Musik_Dimitri Shostakovich - Gesamtausgabe
Das schönste Geburtstagsgeschenk
Wer die Mozart-Hysterie satt hat (also jeder), sollte sich Meister Shostakovich zuwenden. Der feiert heuer nämlich auch Geburtstag – den 100. Die CDs dazu lohnen den Kauf.
31.08.2006
Der russische Komponist Dimitri Shostakovich wäre am 25. September 2006 hundert Jahre alt geworden - und es ist ausgesprochen schade, daß dieses Jubiläum wahrscheinlich in der Flut an perversen Events zum 250. Todestag von W. A. Mozart untergehen wird. Ungeachtet dessen hat der lettische Star-Dirigent Mariss Jansons nicht nur dem Komponisten, sondern auch allen Musikfreunden ein wunderschönes Geschenk gemacht.
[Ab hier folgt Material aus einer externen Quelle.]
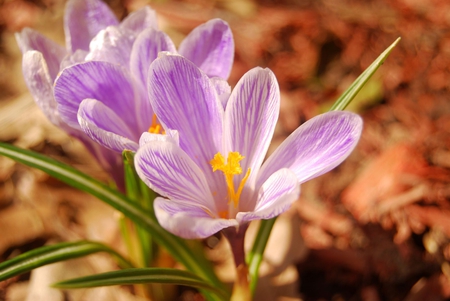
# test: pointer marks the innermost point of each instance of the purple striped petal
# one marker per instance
(185, 100)
(145, 50)
(275, 196)
(316, 147)
(108, 83)
(211, 47)
(223, 90)
(52, 53)
(169, 171)
(83, 19)
(250, 119)
(112, 45)
(105, 127)
(140, 20)
(190, 222)
(38, 81)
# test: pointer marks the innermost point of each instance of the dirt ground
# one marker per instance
(375, 228)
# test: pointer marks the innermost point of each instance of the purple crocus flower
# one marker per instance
(214, 177)
(43, 59)
(107, 97)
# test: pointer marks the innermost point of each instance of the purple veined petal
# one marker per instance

Rechtzeitig vor dem Ehrentag wurden die Aufnahmen sämtlicher Symphonien des Russen fertiggestellt - und das noch dazu mit einer großartigen künstlerischen Leistung. Abgesehen von der Qualität des Dirigats ist die vorliegende CD-Box ein Kompendium der besten Orchester der Welt. Darunter finden sich - no na - die Wiener Philharmoniker (mit der Fünften), das Symphonieorchester des Bayerischen Rundfunks (dessen Chef Jansons jetzt ist), das Philadelphia Orchester, das Pittsburgh Symphonic Orchestra, die Berliner Philharmoniker, das London Philharmonic Orchestra, das St. Petersburg Philharmonic Orchestra und das Oslo Philharmonic Orchestra (die beiden letzteren hat er auch einmal geleitet). Da darf natürlich auch der einzigartige Chor des Bayerischen Rundfunks nicht fehlen ...
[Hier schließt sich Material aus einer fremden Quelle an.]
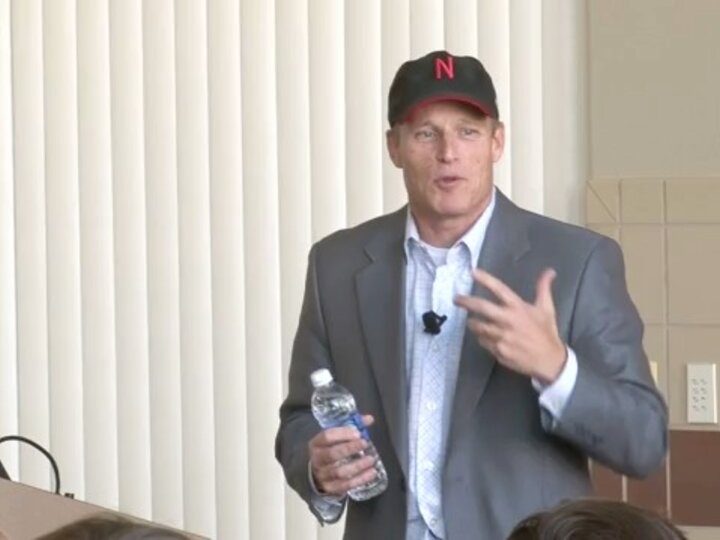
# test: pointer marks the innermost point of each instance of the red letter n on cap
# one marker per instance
(446, 67)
Jansons beweist hier wieder einmal meisterhaft, wie gut er mit allen Orchestern kann - und wie sie ihm geradezu jede Nuance vom Taktstock ablesen. Die menschlichen Qualitäten des Maestros sind unbestritten; immer wieder zeigt sich hier auch, wie seine penible Arbeitsweise zu qualitativ hochwertigen Resultaten führt. Ob bei der jugendlich skurrilen ersten Symphonie, den klassisch breiten Symphonien Nummer fünf, sechs und sieben ("Leningrader") oder bei den schon mit Todesahnungen behafteten Symphonien Nr. 14 und 15. - Jansons läßt jede Nuance und Phrase so spielen, als wären sie gerade erst komponiert worden und überhaupt das Allerwichtigste auf der Welt (und nicht nur in der Musik).
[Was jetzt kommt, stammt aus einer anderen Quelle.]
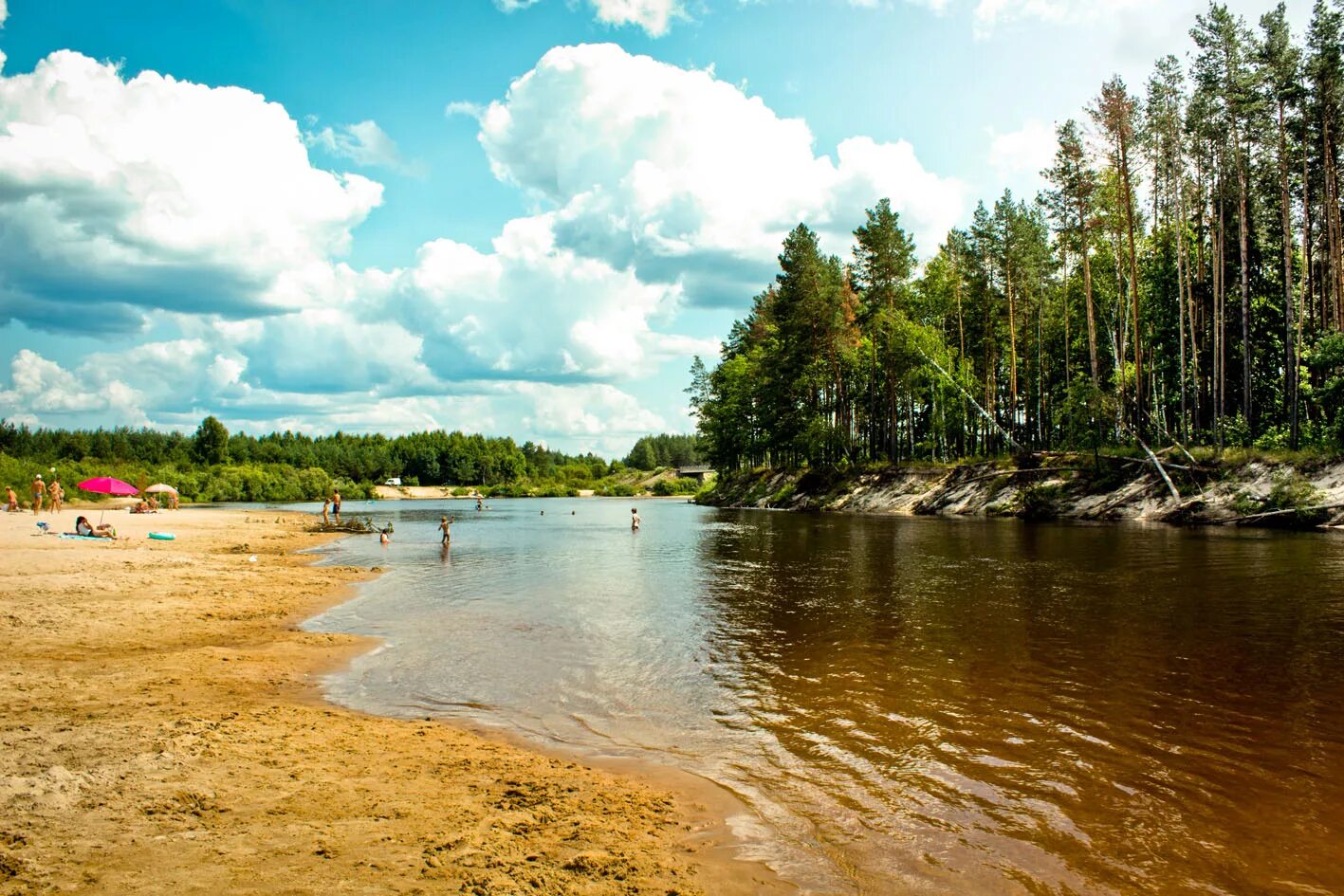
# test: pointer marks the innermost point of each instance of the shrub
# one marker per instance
(676, 486)
(1040, 502)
Interessant ist, daß sich die EMI mit den Symphonien Konkurrenz im eigenen Hause macht: Sir Simon Rattle ist gerade dabei, Symphonien Shostakovichs aufzunehmen. Einen Monat vor der Veröffentlichung der Jansons-Box brachte Sir Simon die Symphonien Nr. 1 und 14 heraus. Neben den Aufnahmen seines lettischen Kollegen wirken die von Rattle allerdings ziemlich dürftig, obwohl beide die 1. Symphonie mit den Berliner Philharmonikern eingespielt haben. Hier verhält es sich also so wie in der Waschmittelwerbung: "Der Vergleich macht Sie sicher."
Jansons zehn wunderbare CDs sind jedenfalls auch noch mit den zwei witzigen Jazz-Suiten und dem "Tahiti-Trot" Shostakovichs gewürzt. Und wer danach noch immer nicht genug vom lieben Mariss hat, der sollte einen Blick zum Entertainment-Riesen Sony BMG riskieren - dort werden nämlich im Verborgenen wahre Goldschätze produziert, und Jansons legt mit seinem derzeitigen Orchester (ja, genau, das des Bayerischen Rundfunks) ein meisterliches Repertoire vor. Unlängst erschien Stravinskys "Feuervogel", gekoppelt mit Schtschedrins Klavierkonzert.
Wenn Sie sich schon die Shostakovich-Box geleistet haben, kommt es auf diese Einzel-CD auch nicht mehr an - und die Investition lohnt sich garantiert.